朝日新聞:http://www.asahi.com/articles/DA3S11500668.html
毎日新聞:http://mainichi.jp/select/news/m20141211k0000m040069000c.html
産経新聞 :http://www.sankei.com/affairs/news/141210/afr1412100043-n1.html
日本経済新聞:http://www.nikkei.com/article/DGXLASFS10H38_Q4A211C1PP8000/
時事通信:http://www.jiji.com/jc/zc?k=201412/2014121000835&g=soc
結果的に、規制委・規制庁による“報道統制”は奏功しているわけだ。これは健全な報道、ジャーナリズムでは決してない。ただ、産経新聞は、他の記事で規制委・規制庁を批判的に大きく論じている場合があり、全国紙では最も賛否バランスが取れていると思われる。特に、ピアレビュー会合から3日後の2014年12月13日付け「主張:敦賀原発の破砕帯 科学者の原点を忘れるな」は注目すべき論調だ。
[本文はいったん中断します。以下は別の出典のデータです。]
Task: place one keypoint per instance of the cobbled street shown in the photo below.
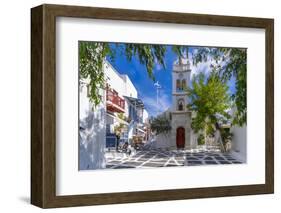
(160, 158)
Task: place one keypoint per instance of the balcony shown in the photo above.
(114, 103)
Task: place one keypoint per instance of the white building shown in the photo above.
(91, 122)
(122, 97)
(96, 124)
(180, 117)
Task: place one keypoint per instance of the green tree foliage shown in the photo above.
(210, 101)
(160, 124)
(92, 55)
(228, 63)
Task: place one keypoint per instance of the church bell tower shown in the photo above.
(181, 116)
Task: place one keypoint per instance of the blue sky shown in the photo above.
(145, 86)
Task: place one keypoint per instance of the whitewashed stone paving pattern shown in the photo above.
(160, 158)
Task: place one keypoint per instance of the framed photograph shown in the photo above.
(137, 106)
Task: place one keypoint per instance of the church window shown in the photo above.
(183, 84)
(178, 84)
(180, 105)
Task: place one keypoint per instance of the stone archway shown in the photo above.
(180, 137)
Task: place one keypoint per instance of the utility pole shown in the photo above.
(158, 87)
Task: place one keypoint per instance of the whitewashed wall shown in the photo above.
(239, 142)
(92, 137)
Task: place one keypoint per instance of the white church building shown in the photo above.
(180, 136)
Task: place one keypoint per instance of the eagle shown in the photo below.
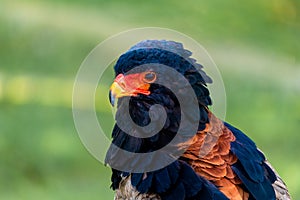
(213, 160)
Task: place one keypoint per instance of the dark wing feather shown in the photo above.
(251, 168)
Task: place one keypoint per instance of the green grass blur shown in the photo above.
(42, 44)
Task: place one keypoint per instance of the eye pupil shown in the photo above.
(150, 76)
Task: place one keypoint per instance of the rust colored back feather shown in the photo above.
(210, 156)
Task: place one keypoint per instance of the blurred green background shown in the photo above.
(255, 44)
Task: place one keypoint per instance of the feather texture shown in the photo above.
(219, 162)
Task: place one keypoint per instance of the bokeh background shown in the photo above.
(254, 43)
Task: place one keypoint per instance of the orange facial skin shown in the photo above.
(131, 85)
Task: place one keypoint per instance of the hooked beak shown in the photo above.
(129, 85)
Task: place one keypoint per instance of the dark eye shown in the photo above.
(150, 77)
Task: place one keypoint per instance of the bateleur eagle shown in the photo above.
(218, 161)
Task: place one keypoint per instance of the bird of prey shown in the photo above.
(217, 161)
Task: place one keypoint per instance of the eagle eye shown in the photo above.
(149, 77)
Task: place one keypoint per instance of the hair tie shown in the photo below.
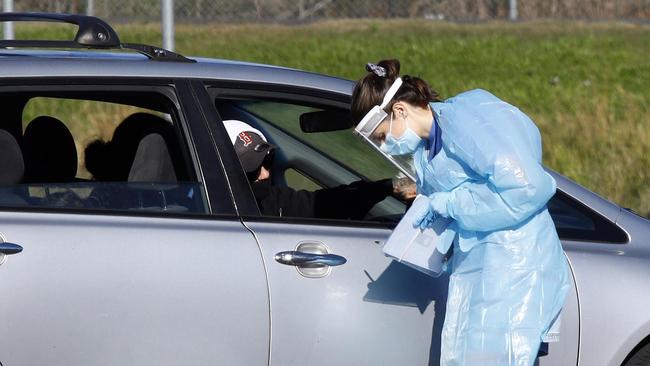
(376, 69)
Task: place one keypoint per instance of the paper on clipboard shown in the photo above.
(417, 247)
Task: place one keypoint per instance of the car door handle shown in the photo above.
(294, 258)
(10, 248)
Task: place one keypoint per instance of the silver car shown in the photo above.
(130, 234)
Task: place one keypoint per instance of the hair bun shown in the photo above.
(391, 66)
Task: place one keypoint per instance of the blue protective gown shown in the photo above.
(508, 274)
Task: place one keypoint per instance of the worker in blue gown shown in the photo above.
(478, 159)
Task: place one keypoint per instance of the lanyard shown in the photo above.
(434, 142)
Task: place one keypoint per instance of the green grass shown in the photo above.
(584, 84)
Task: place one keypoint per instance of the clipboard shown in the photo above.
(418, 248)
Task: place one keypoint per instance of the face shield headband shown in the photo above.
(373, 118)
(369, 124)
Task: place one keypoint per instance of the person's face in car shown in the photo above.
(264, 171)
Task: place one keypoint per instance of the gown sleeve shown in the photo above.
(503, 147)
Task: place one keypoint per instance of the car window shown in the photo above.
(96, 150)
(575, 221)
(314, 160)
(340, 145)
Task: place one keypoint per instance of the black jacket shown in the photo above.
(352, 201)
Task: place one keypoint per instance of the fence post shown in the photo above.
(513, 10)
(8, 27)
(168, 24)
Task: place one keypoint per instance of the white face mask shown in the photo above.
(405, 144)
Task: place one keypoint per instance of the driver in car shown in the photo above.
(351, 201)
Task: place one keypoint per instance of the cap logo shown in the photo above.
(245, 138)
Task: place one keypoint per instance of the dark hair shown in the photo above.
(370, 90)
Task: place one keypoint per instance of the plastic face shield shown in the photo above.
(372, 120)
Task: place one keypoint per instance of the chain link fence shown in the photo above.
(296, 11)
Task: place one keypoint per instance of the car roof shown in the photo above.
(25, 63)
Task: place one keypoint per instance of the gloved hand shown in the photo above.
(436, 208)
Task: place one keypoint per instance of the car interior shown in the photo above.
(115, 151)
(316, 148)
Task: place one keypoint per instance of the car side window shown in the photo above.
(314, 160)
(96, 150)
(575, 221)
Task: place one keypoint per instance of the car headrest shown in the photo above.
(152, 162)
(49, 151)
(128, 135)
(12, 166)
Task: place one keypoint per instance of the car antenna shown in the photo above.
(93, 33)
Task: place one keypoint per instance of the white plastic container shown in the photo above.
(415, 247)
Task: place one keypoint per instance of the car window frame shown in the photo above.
(189, 127)
(283, 94)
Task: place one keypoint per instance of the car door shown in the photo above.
(366, 311)
(165, 274)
もっとも、審議会や委員会で紛糾した場合、事務局である役所側は、直後の記者レクで、自分たちの思い通りの結論に記者たちを誘導することがしばしばある。円滑に物事を進めるためには、そうしないと仕方がない。
本件の場合、物事を進めるとは、D-1破砕帯が活断層であると結論付けることによって敦賀原発2号機を廃炉に追い込むことなのではないかと、筆者は推察している。
繰り返しになるが、これは報道の在り方としては不健全極まりないことだ。役所とマスコミが一体となって国民世論を誘導しているかのようである。規制委・規制庁は、「何ものにもとらわれず、科学的・技術的な見地から、独立して意思決定を行う」という組織理念に立ち返り、真に「科学的・技術的な見地」からの原子力規制機関に脱皮すべきだ。
そうでないと、それぞれの原発が、今後、再稼働プロセスに向かおうが、長期的な廃炉プロセスに向かおうが、規制委・規制庁は核燃料や原子炉に関する規制を実施する組織として内外から信頼を得られようがない。